CL: Wow you're bootstrapping that. Haha.

Michael: And so what I did was, well, Brown, Worcester, Polytech, Brandeis, UMass Boston, all had database presence. So we formed a multi campus research group in effect and that allowed us to get going. But figure out how you can get a research group off the ground.

And if you're in industry, my point of view is go work for a startup. There's absolutely no downside to doing that because if you fail, you can just go get another job and you'll get much better experience than if you work for one of the big boys.

And I think the only counterexample to that is the big web platforms have all the data and they don't share it with anybody. And so if you need to do cloud oriented research, you pretty much have to work for one of the big boys. I don't see how to get the data any other way.

CL: Yeah, thank you for sharing the wisdom. I think this is clearly the thing to pick the important thing, prioritize, execute, regardless of the field. Right? So thank you for sharing that.

Michael: Sure.

CL: One thing I want to ask before we go into the lightning round is that, well, you are like 82 and still starting companies, publishing papers and then fighting with incumbents. What keep you going? What's kind of the motivation for you?

Michael: I would be bored to tears otherwise. I'm always expecting to run out of ideas and become irrelevant. And when that happens, I hope I have the good sense to vanish into the sunset like a lot of people my age have done.

But until that time, I like what I'm doing, I'm having fun, and I don't really have any interest in spending my life on the golf course. And hanging around MIT, it has some of the smartest people on the planet and they really keep you on your toes, which I really like. So I can't imagine going off to a gated community in Florida or any such thing.
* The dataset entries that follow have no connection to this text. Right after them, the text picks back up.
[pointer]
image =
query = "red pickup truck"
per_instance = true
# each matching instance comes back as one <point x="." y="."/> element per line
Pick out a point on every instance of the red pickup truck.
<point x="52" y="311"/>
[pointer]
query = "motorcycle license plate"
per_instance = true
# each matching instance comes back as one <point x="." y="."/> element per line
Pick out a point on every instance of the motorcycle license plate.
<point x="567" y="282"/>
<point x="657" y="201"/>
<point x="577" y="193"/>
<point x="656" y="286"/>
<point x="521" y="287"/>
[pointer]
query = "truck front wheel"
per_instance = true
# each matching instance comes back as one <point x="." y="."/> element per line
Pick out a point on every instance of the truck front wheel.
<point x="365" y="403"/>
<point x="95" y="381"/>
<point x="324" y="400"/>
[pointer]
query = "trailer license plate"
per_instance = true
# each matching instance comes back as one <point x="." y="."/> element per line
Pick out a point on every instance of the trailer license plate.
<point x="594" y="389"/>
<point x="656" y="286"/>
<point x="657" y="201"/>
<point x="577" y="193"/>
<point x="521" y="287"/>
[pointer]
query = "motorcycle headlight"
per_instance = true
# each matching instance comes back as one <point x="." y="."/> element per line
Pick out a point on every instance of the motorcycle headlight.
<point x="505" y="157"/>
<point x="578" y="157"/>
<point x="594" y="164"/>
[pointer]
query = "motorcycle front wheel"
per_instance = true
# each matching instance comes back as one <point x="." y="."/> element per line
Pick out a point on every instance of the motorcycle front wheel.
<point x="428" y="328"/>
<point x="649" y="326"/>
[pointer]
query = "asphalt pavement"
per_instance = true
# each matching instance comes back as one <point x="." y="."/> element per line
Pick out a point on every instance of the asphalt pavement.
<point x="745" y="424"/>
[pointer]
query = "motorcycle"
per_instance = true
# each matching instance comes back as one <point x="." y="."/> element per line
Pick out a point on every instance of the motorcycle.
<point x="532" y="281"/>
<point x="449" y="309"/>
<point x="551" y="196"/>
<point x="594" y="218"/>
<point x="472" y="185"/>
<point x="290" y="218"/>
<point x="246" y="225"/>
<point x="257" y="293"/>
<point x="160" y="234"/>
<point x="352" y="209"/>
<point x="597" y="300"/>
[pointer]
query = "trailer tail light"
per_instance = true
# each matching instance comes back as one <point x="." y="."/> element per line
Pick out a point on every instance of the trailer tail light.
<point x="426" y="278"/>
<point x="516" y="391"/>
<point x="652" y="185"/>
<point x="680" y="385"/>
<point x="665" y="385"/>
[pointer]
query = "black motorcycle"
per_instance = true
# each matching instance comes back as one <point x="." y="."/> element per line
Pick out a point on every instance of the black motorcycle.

CL: Yeah, and then, well, the ideas keep flowing and then you keep having new ideas and then keep doing it.

Michael: So far.

CL: So, before we wrap, we're going to put you in the Data Debug round. so, very quick fire question, short answers. Are you ready?

Michael: Sure.

CL: Okay, first programming language you loved or hated.

Michael: Fortran.

CL: Love or hate? Haha.

Michael: I loved it. I mean, the first language I ever learned was Fortran. And of course Luddites, you know, like the first thing they learned.

CL: What is your go to data set if you're testing for something?

Michael: The dirty secret, which will be told to you by most of my colleagues is I don't really code, so the answer is, "not applicable."

CL: Okay, so depending on what their go to data sets are.

Michael: I mean I think the answer is there are 10 startups who I know people at, and depending on what I'm interested in, I get them to test out whatever I want to know.

CL: Right.

Michael: And also I get students to do it too.

CL: Right. And then you don't dictate what data set they use?

Michael: No.

CL: What's one lesson outside of tech that influences how you build and work?

Michael:

Simplicity is the answer. It's always the answer. Anything that's complicated is unlikely to be a good idea.

CL: Wow, that's real wisdom there. Okay, what's your favorite podcast or book that is not about tech or data or anything in our field?

Michael: well, there's a lady named Heather Cox Richardson. I don't know if you know her. She's a professor at Boston College and writes a political historical commentary that I really enjoy a lot. So I read her religiously.

I think I read Apple News religiously. I read pieces of the New York Times. I keep up on current affairs. I read some technical blogs these days on agentic AI mostly.

CL: Thank you for sharing. Well, that's all we have today. Thank you so much, Mike, again, for being here on the podcast.

Michael: Sure, CL. Thanks for all the interesting questions.